You can then launch these profiles by using the `--profile` flag with `docker compose`, e.g.:

```bash
docker compose --profile full_stack up -d
```

Take a look at the [getting started guide](getting_started.md) for more information setting up for a first launch.

## Environment variables

Below are all the possible Neurobagel environment variables that can be set in `.env`.

{{ read_table('./repos/recipes/docs/neurobagel_environment_variables.tsv') }}

At minimum, we recommend reviewing and changing the values of the following variables in `.env` for security purposes:

> `NB_GRAPH_ADMIN_PASSWORD`
> `NB_GRAPH_USERNAME`
> `NB_GRAPH_PASSWORD`
> `NB_GRAPH_DB`
> `NB_RETURN_AGG`
> `NB_API_QUERY_URL`
??? warning "Ensure that shell variables do not clash with `.env` file"

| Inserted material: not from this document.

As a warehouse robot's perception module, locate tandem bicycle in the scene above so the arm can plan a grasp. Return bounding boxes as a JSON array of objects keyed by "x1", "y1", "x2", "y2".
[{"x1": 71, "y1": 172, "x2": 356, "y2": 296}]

If the shell you run `docker compose` from already has any
shell variable of the same name set,
the shell variable will take precedence over the configuration
of `.env`!
In this case, make sure to `unset` the local variable first.

For more information, see [Docker's environment variable precedence](https://docs.docker.com/compose/environment-variables/envvars-precedence/).

!!! tip
Double check that any environment variables you have customized in `.env` are resolved with your expected values using the command `docker compose config`.

## `local_nb_nodes.json`

This file is only used by deployment profiles that include the federation API.
`local_nb_nodes.json` contains the URLs and (arbitrary) names of the local nodes you wish to federate over.
Each node must be denoted by a dictionary `{}` with two key-value pairs:
`"NodeName"` for the name of the node,
`"ApiURL"` for the URL of the API exposed for that node.
Multiple nodes must be wrapped in a list `[]`.

Let's assume there are two local nodes already running on different servers of your institutional network, and you want to set up federation across both nodes:

- a node named `"My Institute"` running on your local computer (localhost), on port `8000` and
- a node named `"Node Recruitment"` running on a different computer with the local IP `192.168.0.1`, listening on the default http port `80`.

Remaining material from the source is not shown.